Revision numbers incrementing means that bugs have been patched but no other substantial changes to the API have been made.

API URLs

From the root of the API server, first add the version you want to query. For example, api.bmrb.io/v2/ for the release version v2, or api.bmrb.io/current/ to ensure your query goes to the current API version, whatever that is at the time. It is suggested that you use the /current/ version for development and a fixed version for software releases. This will ensure that your deployed applications do not break if a new API version is released.

HTTPS is available, though due to the overhead in establishing a TLS session, slightly slower. It is only recommended if you are uploading private data to the server or calling methods on previously uploaded data.

Results

Certain queries return results on an entry, saveframe, or loop in JSON format.

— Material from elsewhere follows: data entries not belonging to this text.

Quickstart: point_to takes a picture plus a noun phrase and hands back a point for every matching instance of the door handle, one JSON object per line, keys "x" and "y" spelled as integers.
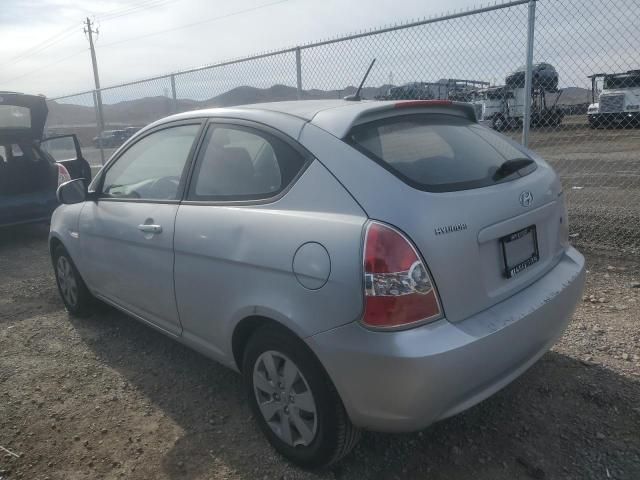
{"x": 150, "y": 228}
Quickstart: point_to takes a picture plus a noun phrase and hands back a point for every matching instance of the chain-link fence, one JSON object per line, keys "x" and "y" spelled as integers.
{"x": 578, "y": 59}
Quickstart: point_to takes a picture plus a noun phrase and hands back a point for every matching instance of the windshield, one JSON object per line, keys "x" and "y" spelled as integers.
{"x": 12, "y": 116}
{"x": 439, "y": 152}
{"x": 622, "y": 81}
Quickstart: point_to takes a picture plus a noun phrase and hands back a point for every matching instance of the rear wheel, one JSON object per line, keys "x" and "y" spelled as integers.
{"x": 293, "y": 400}
{"x": 74, "y": 293}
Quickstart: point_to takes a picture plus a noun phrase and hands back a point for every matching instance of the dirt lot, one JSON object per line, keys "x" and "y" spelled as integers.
{"x": 107, "y": 397}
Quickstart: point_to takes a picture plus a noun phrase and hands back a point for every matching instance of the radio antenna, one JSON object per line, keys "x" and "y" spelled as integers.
{"x": 356, "y": 96}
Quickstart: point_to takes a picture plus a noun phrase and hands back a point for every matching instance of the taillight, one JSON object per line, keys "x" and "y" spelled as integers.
{"x": 63, "y": 174}
{"x": 398, "y": 289}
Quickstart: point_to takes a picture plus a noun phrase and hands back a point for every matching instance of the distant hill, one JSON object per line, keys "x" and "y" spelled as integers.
{"x": 145, "y": 110}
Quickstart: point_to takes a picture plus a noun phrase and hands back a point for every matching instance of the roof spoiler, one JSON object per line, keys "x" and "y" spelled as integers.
{"x": 337, "y": 122}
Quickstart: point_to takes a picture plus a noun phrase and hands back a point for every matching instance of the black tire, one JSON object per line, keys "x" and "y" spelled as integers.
{"x": 81, "y": 304}
{"x": 335, "y": 435}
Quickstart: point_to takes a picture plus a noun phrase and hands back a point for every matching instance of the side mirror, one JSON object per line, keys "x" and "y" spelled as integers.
{"x": 74, "y": 191}
{"x": 62, "y": 147}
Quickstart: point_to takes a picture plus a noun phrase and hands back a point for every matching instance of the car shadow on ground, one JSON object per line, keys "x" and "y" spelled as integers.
{"x": 562, "y": 419}
{"x": 27, "y": 284}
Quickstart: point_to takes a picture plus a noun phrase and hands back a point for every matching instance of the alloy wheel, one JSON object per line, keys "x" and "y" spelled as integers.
{"x": 285, "y": 399}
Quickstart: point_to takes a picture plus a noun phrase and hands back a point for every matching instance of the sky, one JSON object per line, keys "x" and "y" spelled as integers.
{"x": 43, "y": 49}
{"x": 236, "y": 29}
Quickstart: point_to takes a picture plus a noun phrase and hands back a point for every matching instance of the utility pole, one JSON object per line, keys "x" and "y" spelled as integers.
{"x": 100, "y": 118}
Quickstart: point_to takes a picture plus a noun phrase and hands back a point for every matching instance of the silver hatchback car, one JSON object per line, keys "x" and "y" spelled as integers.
{"x": 365, "y": 265}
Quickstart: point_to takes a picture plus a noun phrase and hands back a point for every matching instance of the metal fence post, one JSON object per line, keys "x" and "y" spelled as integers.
{"x": 97, "y": 105}
{"x": 174, "y": 105}
{"x": 526, "y": 123}
{"x": 299, "y": 73}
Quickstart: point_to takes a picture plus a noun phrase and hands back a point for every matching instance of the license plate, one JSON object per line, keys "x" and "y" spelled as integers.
{"x": 519, "y": 250}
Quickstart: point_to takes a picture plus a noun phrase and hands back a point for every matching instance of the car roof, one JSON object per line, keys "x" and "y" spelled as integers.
{"x": 335, "y": 116}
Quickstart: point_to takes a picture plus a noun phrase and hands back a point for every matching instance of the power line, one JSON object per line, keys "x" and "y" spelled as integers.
{"x": 239, "y": 12}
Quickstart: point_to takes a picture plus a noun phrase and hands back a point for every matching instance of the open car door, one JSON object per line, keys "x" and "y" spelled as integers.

To see how we convert our NMR-STAR entries, saveframes, and loops into JSON format please see the reference here.

Rate limiting

We have a rate limit enforced in order to guarantee a responsive API server. It is unlikely that you will encounter the limit, but if you do you will receive a HTTP 403 error as a response to all requests. Please ensure to check for this error in your applications and wait before sending further queries.

If you are blacklisted simply wait at least 10 seconds before sending ANY queries and you will be removed from the blacklist.

Limits:

  • Up to 50 queries per second per IP.

We reserve the right to increase or decrease these limits in the future without warning.

If you need to perform a lot of queries and the rate limit is a problem for you please contact us at [email protected] to get an exception.

What we ask of you

If using the API in an application you distribute to others, please include the HTTP header 'Application' whose value is the name of your application, a space, and then the version number of your application. This allows us to track API usage more accurately and determine when we can end-of-life old API versions. Some examples:

Python:

import requests
requests.get("http://api.bmrb.io/v2/status", headers={"Application":"My Application"})

Curl:

curl "http://api.bmrb.io/v2/status" -H 'Application: Curl Script'

REST API

All queries return results in JSON format by default, and optionally also in text format, or other formats pertinent to the query. See the documentation for each method to determine which other formats are available.

Databases

The BMRB API has 3 databases. They are:

  • macromolecules - The standard BMRB database. Contains macromolecules.
  • metabolomics - The metabolomics database.
  • chemcomps - The chemical compounds used by the PDB in NMR-STAR format. Note that these entries only have chemical component and entity sections.

Note that not all databases contain the same tables. In general, a search in a table that a given database doesn't contain will not produce an error; instead it will return that no results were found.

Queries use the macromolecules database by default.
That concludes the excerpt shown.